Regarding the listing of bonds offshore, the Draft Circular requests that issuing organisations should satisfy the conditions for listing securities on foreign stock exchanges as stipulated in Article 15 of Decree No. 14/2007/ND-CP dated 17 January 2007 providing detailed regulations for implementation of a number of articles of the Law on Securities. When an issuing organisation submits its application file for registration of listing to the foreign stock exchange, it must concurrently submit to the SSC and to the domestic stock exchange (if the issuing organisation has its securities listed there) the following documents:

  • A copy of the application for listing on the foreign stock exchange
  • Decision of the general meeting of shareholders on listing the securities overseas
  • Audited financial statements prepared pursuant to Vietnamese accounting standards; audited financial statements prepared at the request of the foreign securities market administrative body; and explanatory statements certified by the auditing organisation approved by the SSC on items where there are differences (if any) in financial statements which arise from discrepancies between accounting standards
  • Standard form document disclosing information on the listing to be made

The Ministry of Finance on 15 January 2010 released Circular No. 09/2010/TT-BTC guiding publicising in the securities market to replace Circular No. 38/2007/TT-BTC dated 18 April 2007 with stricter and more requirements on information to be disclosed. Under this newly-issued piece of legislation, enterprises when listing shares will have to explain about their profit after tax in the previous year.

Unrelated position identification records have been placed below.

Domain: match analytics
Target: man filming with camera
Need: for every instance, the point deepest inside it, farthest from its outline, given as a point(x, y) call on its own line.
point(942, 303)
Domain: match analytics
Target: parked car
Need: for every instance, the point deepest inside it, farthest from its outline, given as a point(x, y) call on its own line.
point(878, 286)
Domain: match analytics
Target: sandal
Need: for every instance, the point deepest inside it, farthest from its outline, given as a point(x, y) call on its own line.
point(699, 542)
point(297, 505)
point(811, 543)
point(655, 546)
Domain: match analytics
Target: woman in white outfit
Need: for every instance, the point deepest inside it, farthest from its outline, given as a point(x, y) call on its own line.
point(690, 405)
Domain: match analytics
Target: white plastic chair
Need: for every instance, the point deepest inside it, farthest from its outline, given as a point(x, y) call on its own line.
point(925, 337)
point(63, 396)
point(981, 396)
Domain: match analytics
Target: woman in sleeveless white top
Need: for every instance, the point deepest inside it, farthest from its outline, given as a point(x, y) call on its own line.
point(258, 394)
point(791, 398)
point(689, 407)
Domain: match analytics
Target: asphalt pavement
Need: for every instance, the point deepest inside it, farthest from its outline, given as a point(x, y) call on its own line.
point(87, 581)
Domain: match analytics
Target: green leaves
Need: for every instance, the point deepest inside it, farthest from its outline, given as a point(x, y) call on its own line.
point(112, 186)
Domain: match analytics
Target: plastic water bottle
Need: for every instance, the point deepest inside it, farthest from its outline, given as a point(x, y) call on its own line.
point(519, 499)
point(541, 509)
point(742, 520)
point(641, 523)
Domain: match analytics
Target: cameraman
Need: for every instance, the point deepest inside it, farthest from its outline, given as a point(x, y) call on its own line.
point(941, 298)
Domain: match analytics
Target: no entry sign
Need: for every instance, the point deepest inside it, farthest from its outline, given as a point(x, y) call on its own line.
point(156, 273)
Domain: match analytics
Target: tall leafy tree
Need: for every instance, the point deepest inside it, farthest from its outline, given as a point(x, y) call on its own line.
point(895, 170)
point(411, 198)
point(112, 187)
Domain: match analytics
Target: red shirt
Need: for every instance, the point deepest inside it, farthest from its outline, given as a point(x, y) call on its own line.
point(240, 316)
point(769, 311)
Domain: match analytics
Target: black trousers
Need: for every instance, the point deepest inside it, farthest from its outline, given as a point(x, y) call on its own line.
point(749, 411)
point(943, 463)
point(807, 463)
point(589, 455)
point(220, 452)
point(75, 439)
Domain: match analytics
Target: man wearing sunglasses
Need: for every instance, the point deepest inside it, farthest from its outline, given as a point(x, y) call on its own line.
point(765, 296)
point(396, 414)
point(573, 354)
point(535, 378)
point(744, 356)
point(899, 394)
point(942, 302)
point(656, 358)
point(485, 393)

In addition to the foregoing, with the regulatory flexibility as shown in Decree 53 and its implementing circular, Vietnamese enterprises will have the ability to become more regional or global. For example, by listing on the Hong Kong stock exchange. This would give Vietnamese enterprises more exposure at this stock exchange, currently ranked world number one in IPO fund raising and number seven in terms of market capitalisation.

However, to be on the safe side and for extra comfort, bondholders should insist on an arbitration clause, bearing in mind that Vietnam is a signatory of the New York Convention and as such, the country recognises foreign arbitral awards.